Víctor ESQUIROL
CRÍTICA «Maudie, el color de la vida»

Maud y Everett, los otros lados y colores de la pintura

En 1996, el por aquel entonces desconocido Billy Bob Thornton concibió uno de los grandes éxitos del cine indie moderno. “Sling Blade” (aquí, “El otro lado de la vida”) era un drama que basaba su efectividad, es decir, la conexión que establecía con el público, en el estatus de su protagonista, un paria social relegado a dicha condición por las taras físicas y síquicas que, al menos a primera vista, le caracterizaban. La gracia estaba en que el rechazo que todo esto producía en los demás personajes, se convertía en empatía en el patio de butacas. La reivindicación del valor humano en los seres relegados se conseguía a través de la compasión.

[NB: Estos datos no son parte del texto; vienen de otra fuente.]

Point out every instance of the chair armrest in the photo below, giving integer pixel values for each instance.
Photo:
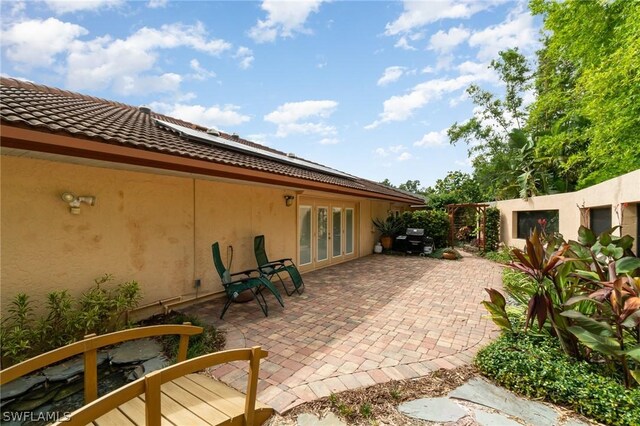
(271, 264)
(248, 272)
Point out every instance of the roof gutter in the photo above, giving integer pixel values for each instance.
(55, 143)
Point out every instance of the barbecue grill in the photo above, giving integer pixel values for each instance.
(413, 241)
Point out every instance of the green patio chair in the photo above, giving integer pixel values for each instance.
(269, 269)
(253, 281)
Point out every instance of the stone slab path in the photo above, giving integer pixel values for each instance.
(371, 320)
(485, 404)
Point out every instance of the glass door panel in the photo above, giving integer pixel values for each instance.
(322, 241)
(349, 228)
(304, 228)
(337, 231)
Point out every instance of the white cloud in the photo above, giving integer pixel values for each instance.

Con elementos bastante similares juega la directora Aisling Walsh en “Maudie, el color de la vida”, biopic de la famosa pintora folk americana Maud Lewis. Aquí, la vida de la protagonista está condicionada por un reúma artítrico y por la incomprensión con la que la sociedad reacciona ante dicha enfermedad. A esta circunstancia le añadimos el carácter extremadamente uraño de su compañero sentimental, y tenemos los ingredientes perfectos para una de esas tragedias que muy gustosamente ostentarían el sello Sundance.

Por suerte, Walsh no pierde de vista aquello por lo que su protagonista acabó trascendiendo, y así, la propia película también logra elevarse. Con un apartado visual muy trabajado, que consigue explotar al máximo la belleza paisajística de los escenarios, la directora propone un muy atractivo acercamiento a la obra de su objeto de estudio. La película entra muy bien por la vista, pero permanece en la memoria por la sinceridad cinematográfica con la que trata a sus personajes. Entre el trabajo de Sally Hawkins & Ethan Hawke y el poco abuso de recursos sensibleros, se esquiva elegantemente la trampa de la pena y se permite que la dignidad se apodere de un conjunto que solo puede definirse a sí mismo.